First, during the period of priority, the invention creation will not lose its novelty due to any act of making the same invention and creation known to the world;


Second, it can exclude others from filing patent applications for the same invention creation after the priority date;


Third, it provides time for the applicant to investigate the market. The applicant can use the time of priority to carefully examine the market in which the patent can obtain income, creating time for improving economic income.


Priority period:


Article 29 of the patent law stipulates that the applicant shall, within 12 months from the date of filing the patent application for invention or utility model in a foreign country, or within 6 months from the date of filing the second patent application for a foreign design abroad, file a patent application for the same subject matter in China in accordance with the agreement signed between the foreign country and China or the international treaties to which both countries are parties, or in accordance with mutual recognition The principle of priority can enjoy priority.


If the applicant, within 12 months from the date of filing the patent application for the invention or utility model patent for the same subject matter to the State Patent Office, he / she may enjoy the right of priority.


Where the applicant claims the right of priority, he / she shall make a written declaration at the time of application according to law, and shall submit copies of the patent application documents for * * times within 3 months; if the applicant fails to make the written declaration or fails to submit the copy of the patent application documents within the time limit, it shall be deemed as claiming the right of priority.


5、 Confidentiality review principle


Article 20 (1) of the patent law stipulates that any entity or individual who applies for a patent for an invention or utility model completed in China in a foreign country shall report to the patent administration department under the State Council for confidential examination in advance.


No patent right shall be granted to an invention or utility model which, in violation of the provisions on confidentiality examination, applies for a patent in China.

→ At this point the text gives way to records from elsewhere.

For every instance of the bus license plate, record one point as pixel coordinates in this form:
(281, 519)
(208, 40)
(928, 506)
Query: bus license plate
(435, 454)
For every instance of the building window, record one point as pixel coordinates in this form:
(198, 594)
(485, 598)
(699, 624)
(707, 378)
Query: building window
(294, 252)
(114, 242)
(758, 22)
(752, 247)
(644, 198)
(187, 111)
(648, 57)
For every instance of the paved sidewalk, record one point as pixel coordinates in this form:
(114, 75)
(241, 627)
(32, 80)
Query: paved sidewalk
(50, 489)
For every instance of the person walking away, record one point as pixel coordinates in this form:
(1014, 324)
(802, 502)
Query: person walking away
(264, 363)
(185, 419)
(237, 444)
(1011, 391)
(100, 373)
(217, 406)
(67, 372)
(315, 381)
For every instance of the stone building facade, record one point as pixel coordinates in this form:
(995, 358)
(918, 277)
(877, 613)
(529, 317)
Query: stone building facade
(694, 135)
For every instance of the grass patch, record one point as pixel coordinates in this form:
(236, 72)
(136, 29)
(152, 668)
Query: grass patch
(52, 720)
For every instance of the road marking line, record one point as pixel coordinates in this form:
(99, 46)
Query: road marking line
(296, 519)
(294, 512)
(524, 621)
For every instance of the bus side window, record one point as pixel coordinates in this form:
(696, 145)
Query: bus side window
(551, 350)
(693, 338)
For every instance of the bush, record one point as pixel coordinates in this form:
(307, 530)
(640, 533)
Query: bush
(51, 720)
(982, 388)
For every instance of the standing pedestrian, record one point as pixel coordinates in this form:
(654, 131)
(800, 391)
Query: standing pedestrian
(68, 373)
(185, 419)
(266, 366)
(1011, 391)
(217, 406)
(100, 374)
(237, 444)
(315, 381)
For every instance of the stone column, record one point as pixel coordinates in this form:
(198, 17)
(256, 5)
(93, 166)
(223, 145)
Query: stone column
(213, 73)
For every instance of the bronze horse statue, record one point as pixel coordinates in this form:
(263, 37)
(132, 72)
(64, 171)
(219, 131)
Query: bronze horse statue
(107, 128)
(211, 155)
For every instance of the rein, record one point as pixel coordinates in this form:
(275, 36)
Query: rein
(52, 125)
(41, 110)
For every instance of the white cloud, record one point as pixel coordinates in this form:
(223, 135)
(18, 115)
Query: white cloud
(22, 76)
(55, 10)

Where any entity or individual applies to a foreign country for a patent for an invention or utility model completed in China, it shall request the State Patent Office for confidential examination in one of the following ways:


(1) Where an application for a patent is directly filed with a foreign country or an international patent application is filed with the relevant state organ, a request shall be submitted to the State Patent Office in advance, and the technical proposal shall be described in detail;


(2) After applying for a patent to the State Patent Office, it intends to apply for a patent in a foreign country or file an international patent application with a foreign institution, and submit a request to the state patent office before submitting an international patent application to a foreign institution;


(3) Where an international patent application is filed with the State Patent Office, it shall be deemed that the request for confidential examination has been made at the same time.